Iain Paxton
- Birth name: Iain Angus McLeod Paxton
- Date of birth: 29 December 1957 (age 67)

Rugby union career
- Position(s): No. 8

International career
- Years: Team / Apps / (Points)
- 1981–1988: Scotland / 40 / (20)
- 1983: British Lions / 4 / (0)

= Iain Paxton =

British Lions & Scotland international rugby union player

Iain Angus McLeod Paxton (born 29 December 1957) is a Scottish former rugby union player. He won 36 caps for Scotland at number eight and lock between 1981 and 1988, scoring a total of five tries. He also won four caps for the British Lions against New Zealand in 1983.

==Playing career==

===Selkirk===
Paxton's old playing club was Selkirk.

===Scotland===
Paxton made his Scotland debut against New Zealand All Blacks on the 1981 tour and later that year he helped Scotland to a memorable 24-15 win over Australia at Murrayfield. He was also a key figure in Scotland’s 1984 Grand Slam winning side, playing in all matches, relegating John Beattie to the bench.

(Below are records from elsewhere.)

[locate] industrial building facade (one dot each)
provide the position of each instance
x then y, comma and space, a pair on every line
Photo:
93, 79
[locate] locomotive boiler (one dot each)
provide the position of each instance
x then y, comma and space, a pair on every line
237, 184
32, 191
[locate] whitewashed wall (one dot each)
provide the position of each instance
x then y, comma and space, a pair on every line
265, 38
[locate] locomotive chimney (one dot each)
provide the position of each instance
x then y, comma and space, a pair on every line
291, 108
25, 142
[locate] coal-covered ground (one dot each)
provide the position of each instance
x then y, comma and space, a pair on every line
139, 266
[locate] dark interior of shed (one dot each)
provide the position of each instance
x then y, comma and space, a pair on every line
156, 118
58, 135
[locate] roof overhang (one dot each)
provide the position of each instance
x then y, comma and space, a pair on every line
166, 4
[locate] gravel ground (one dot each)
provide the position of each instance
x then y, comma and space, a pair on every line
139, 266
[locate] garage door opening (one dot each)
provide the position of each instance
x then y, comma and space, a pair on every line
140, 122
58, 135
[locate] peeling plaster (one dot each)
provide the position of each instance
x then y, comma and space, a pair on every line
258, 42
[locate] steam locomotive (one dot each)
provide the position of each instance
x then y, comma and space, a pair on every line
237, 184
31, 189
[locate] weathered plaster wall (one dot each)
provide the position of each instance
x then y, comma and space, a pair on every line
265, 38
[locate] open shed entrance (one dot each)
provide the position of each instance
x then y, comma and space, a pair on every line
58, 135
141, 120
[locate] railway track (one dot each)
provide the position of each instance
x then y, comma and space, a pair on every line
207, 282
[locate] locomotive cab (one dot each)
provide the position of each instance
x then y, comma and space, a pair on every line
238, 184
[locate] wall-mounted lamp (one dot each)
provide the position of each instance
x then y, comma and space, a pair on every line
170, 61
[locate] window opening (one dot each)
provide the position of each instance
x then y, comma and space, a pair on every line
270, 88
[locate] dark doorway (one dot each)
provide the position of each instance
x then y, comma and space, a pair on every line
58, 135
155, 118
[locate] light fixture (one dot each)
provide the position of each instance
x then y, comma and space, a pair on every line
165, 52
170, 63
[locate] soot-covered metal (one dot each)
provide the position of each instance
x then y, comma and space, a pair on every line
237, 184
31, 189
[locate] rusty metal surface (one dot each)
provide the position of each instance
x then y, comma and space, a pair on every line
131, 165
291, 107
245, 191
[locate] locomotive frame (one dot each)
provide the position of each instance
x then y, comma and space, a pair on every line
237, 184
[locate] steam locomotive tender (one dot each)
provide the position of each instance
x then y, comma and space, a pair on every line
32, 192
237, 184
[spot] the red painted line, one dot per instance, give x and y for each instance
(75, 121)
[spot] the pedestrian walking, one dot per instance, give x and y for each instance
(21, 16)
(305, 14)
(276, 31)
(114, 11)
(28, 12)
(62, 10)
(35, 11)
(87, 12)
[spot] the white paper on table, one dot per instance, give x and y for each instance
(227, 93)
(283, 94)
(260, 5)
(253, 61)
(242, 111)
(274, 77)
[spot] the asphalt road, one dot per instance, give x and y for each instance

When he finished his career in 1988, Paxton was Scotland's most capped No. 8 with 36 caps.

===British Lions===
Paxton was a member of the 1983 British Lions tour to New Zealand and played in all four internationals for the Lions.

===Playing attributes===
Richard Bath writes of him that:
"Against Wales in particular, Paxton was in superb form, scoring one of the greatest tries ever scored at Cardiff Arms Park as Scotland beat Wales at home for the first time since 1962."

==Coaching career==
Paxton began his coaching career at Glenrothes RFC then moved to Boroughmuir, during which time the Meggetland outfit have lifted the SRU Cup twice (2000 and 2001) and taken the league title once (2002–03 season).
He then went on to Coach the Scotland Under 21 team achieving a notable away victory over England. He went on to be appointed as forwards coach for Edinburgh Rugby. He returned to Club rugby with his old club Selkirk as Youth Development Manager In 2016, he was appointed as Director Of Rugby at Boroughmuir.